Reinforcement Learning¶

Soar has a reinforcement learning (RL) mechanism that tunes operator selection knowledge based on a given reward function. This chapter describes the RL mechanism and how it is integrated with production memory, the decision cycle, and the state stack. We assume that the reader is familiar with basic reinforcement learning concepts and notation. If not, we recommend first reading Reinforcement Learning: An Introduction (1998) by Richard S. Sutton and Andrew G. Barto. The detailed behavior of the RL mechanism is determined by numerous parameters that can be controlled and configured via the rl command.

RL Rules¶

Info

In this context, the term "state" refers to the state of the task or environment, not a state identifier. For the rest of this chapter, bold capital letter names such as S1 will refer to identifiers and italic lowercase names such as \(s_1\) will refer to task states.

Soar’s RL mechanism learns \(Q\)-values for state-operator pairs. \(Q\)-values are stored as numeric-indifferent preferences created by specially formulated productions called RL rules. RL rules are identified by syntax. A production is a RL rule if and only if its left hand side tests for a proposed operator, its right hand side creates a single numeric-indifferent preference, and it is not a template rule (see rule templates). These constraints ease the technical requirements of identifying/ updating RL rules and makes it easy for the agent programmer to add/ maintain RL capabilities within an agent. We define an RL operator as an operator with numeric-indifferent preferences created by RL rules.

The following is an RL rule:

sp {rl*3*12*left
   (state <s> ^name task-name
      ^x 3
      ^y 12
      ^operator <o> +)
   (<o> ^name move
      ^direction left)
   -->
   (<s> ^operator <o> = 1.5)
}

Note that the LHS of the rule can test for anything as long as it contains a test for a proposed operator.
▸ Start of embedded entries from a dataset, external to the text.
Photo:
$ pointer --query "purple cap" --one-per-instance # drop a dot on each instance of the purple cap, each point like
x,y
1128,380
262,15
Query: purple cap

The RHS is constrained to exactly one action: creating a numeric-indifferent preference for the proposed operator.

The following are not RL rules:

sp {multiple*preferences
   (state <s> ^operator <o> +)
   -->
   (<s> ^operator <o> = 5, >) # (1)
}

Proposes multiple preferences for the proposed operator and thus does not comply with the rule format

sp {variable*binding
   (state <s> ^operator <o> +
      ^value <v>)
   -->
   (<s> ^operator <o> = <v>) # (1)
}

Does not provide a constant for the numeric-indifferent preference value

sp {invalid*actions
   (state <s> ^operator <o> +)
   -->
   (<s> ^operator <o> = 5)
   (write (crlf) |This is not an RL rule.|) # (1)
}

Includes a RHS function action in addition to the numeric-indifferent preference action.

In the typical RL use case, the user intends for the agent to learn the best operator in each possible state of the environment. The most straightforward way to achieve this is to give the agent a set of RL rules, each matching exactly one possible state-operator pair. This approach is equivalent to a table-based RL algorithm, where the \(Q\)-value of each state-operator pair corresponds to the numeric-indifferent preference created by exactly one RL rule.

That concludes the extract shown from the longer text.